The numerical effects of each factor will be more dramatic in extreme circumstances. For example, factor 3 has virtually no effect unless there is a large discrepancy in the number of running jobs belonging to the same user/project as the "suspender" and "suspendee" jobs. The discrepancy being large in either direction will be reflected in the score.
The functional form and contribution of each factor is designed to provide a non-linear correctional response to undesirable (i.e. unfair or imbalanced) queue scenarios.
- Job start time "window"
Jobs are not necessarily started in (shuffled) queue order. If a job cannot be started (because of resource shortage), further jobs in the queue are considered. Even if the scheduler decides to start a job in a given scheduling cycle, that decision may be reversed later in that cycle after consideration of (larger) jobs further down the queue. If a job is bypassed in a cycle, its score will be enhanced in later cycles. In particular, the expansion factor of jobs starting "late" (or "early") is modified to, in some sense, reflect when the job was scheduled to start.
The overall intent is to avoid any job "starving", i.e. be stranded in the queued state for an excessive time. Eventually the jobs score will be such that it must start. The combination of time dependent job scores and job preemption allows the scheduler greater flexibility in utilizing resources and still ensure that all jobs will start within a reasonable "window" around the time when they become eligible to run.
ChargingProjects are awarded grants in terms of Service Units (SUs) which is equivalent to 1 hour of dedicated access to 1 cpu at normal priority. So the factors determining the charge incurred by a job are the wallclock time for which it was in the running state, the number of cpus requested (as opposed to used!) and the queue in which it ran.
The question arises as to whether wallclock time charging is fair since system bandwidths are shared possibly leading to degraded parformance.
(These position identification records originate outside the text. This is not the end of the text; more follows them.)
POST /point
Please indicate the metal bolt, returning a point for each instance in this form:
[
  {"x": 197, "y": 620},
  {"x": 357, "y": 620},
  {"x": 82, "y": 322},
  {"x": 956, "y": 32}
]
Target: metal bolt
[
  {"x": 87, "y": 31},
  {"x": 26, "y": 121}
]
The (not entirely satisfactory) answer is that cputime is also adversely affected by shared memory and network bandwidth (often by more than 20%!) to the same degree. Wallclock time charging has the advantage of much more accurately reflecting parallel use of the system.
It is not widely recognized that dedicated cpus are often essential to efficiently supporting the fine-grained parallelism, both in message passing models (eg. MPI) and shared memory threaded models (eg. OpenMP). The "task-spinning" implicit during communication in high performance implementations coupled with a frequency of synchronization much greater than that of process context switches makes uninterrupted cpu access mandatory for reasonable performance. For example on N cpus, an OpenMP job of greater than N threads can run factors of 2 or 3 times slower than on N threads!
As an aside, this is the reason why jobs are constrained to processor sets or cpusets. These are operating system constructs to fence job processes on to specified subsets of a node cpus. Their use ensures that the user "doing the right" by requesting sufficient cpus is not affected by jobs which try to use more cpus than allocated.
(1). Note that it is posible to gain interactive access to batch nodes via interactive use under PBS.